Di tengah sorotan publik terhadap praktik penegakan hukum, pembaruan KUHAP hadir membawa pesan kuat—penahanan tidak boleh lagi dilakukan secara serampangan tanpa dasar pembuktian yang utuh.
Empat unsur utama—materil, moril, obyektif, dan subyektif—kini menjadi fondasi yang tak bisa ditawar. Jika salah satu saja cacat, perkara berpotensi runtuh, bahkan sebelum masuk ke tahap pembuktian di pengadilan.
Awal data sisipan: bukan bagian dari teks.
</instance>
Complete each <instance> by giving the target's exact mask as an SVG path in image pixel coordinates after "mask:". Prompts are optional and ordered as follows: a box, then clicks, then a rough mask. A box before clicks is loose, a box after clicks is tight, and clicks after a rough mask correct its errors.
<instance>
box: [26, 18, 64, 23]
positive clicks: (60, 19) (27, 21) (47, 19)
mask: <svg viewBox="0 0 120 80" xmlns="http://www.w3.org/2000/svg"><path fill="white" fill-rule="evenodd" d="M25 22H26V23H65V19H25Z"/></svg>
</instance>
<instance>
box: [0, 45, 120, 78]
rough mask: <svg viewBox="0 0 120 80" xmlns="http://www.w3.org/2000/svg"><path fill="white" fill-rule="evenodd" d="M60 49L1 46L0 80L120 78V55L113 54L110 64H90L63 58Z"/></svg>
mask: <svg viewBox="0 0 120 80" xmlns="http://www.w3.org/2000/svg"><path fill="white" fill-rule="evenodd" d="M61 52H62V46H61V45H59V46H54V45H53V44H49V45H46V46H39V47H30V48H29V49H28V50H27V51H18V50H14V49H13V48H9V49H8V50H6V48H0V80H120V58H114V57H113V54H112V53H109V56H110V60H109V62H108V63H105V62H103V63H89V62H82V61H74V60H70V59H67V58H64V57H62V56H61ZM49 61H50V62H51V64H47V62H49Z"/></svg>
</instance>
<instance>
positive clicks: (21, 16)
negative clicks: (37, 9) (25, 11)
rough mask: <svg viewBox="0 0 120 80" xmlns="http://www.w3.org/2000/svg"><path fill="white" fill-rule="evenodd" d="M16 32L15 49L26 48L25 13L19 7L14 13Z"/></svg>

Penahanan Tak Lagi Bisa Sembarangan
Dalam KUHAP, penahanan diatur ketat melalui sejumlah pasal kunci:
- Pasal 21 KUHAP: Penahanan hanya dapat dilakukan jika terdapat bukti yang cukup serta adanya kekhawatiran tersangka akan melarikan diri, menghilangkan barang bukti, atau mengulangi tindak pidana.
- Pasal 184 KUHAP: Menegaskan alat bukti yang sah meliputi keterangan saksi, keterangan ahli, surat, petunjuk, dan keterangan terdakwa.
Artinya, tanpa minimal dua alat bukti yang sah, penetapan tersangka—apalagi penahanan—dapat dianggap cacat prosedur.
Empat Unsur: Fondasi atau Titik Runtuh Perkara
Hasil penelusuran menunjukkan, banyak perkara pidana gagal karena tidak terpenuhinya empat unsur utama berikut:
1. Unsur Materil
Harus ada perbuatan nyata. Hukum tidak bekerja atas asumsi atau dugaan semata.
2. Unsur Moril
Adanya niat (dolus) atau kelalaian (culpa). Tanpa kesalahan, tidak ada pidana.
3. Unsur Obyektif
Fakta harus bisa dibuktikan: adanya korban, kerugian, saksi, atau bukti konkret lainnya.
4. Unsur Subyektif
Keterlibatan pelaku harus jelas, termasuk motif dan perannya dalam peristiwa pidana.
Jika satu saja unsur lemah, perkara berisiko gugur di pengadilan.
Praktik Lama: Ditahan Dulu, Bukti Menyusul
Di lapangan, praktik penegakan hukum masih menyisakan persoalan klasik: penahanan dilakukan lebih awal, sementara pembuktian belum matang.
“Seringkali penahanan dijadikan alat tekan. Padahal konstruksi perkara belum kuat,” ujar seorang advokat senior yang enggan disebutkan namanya.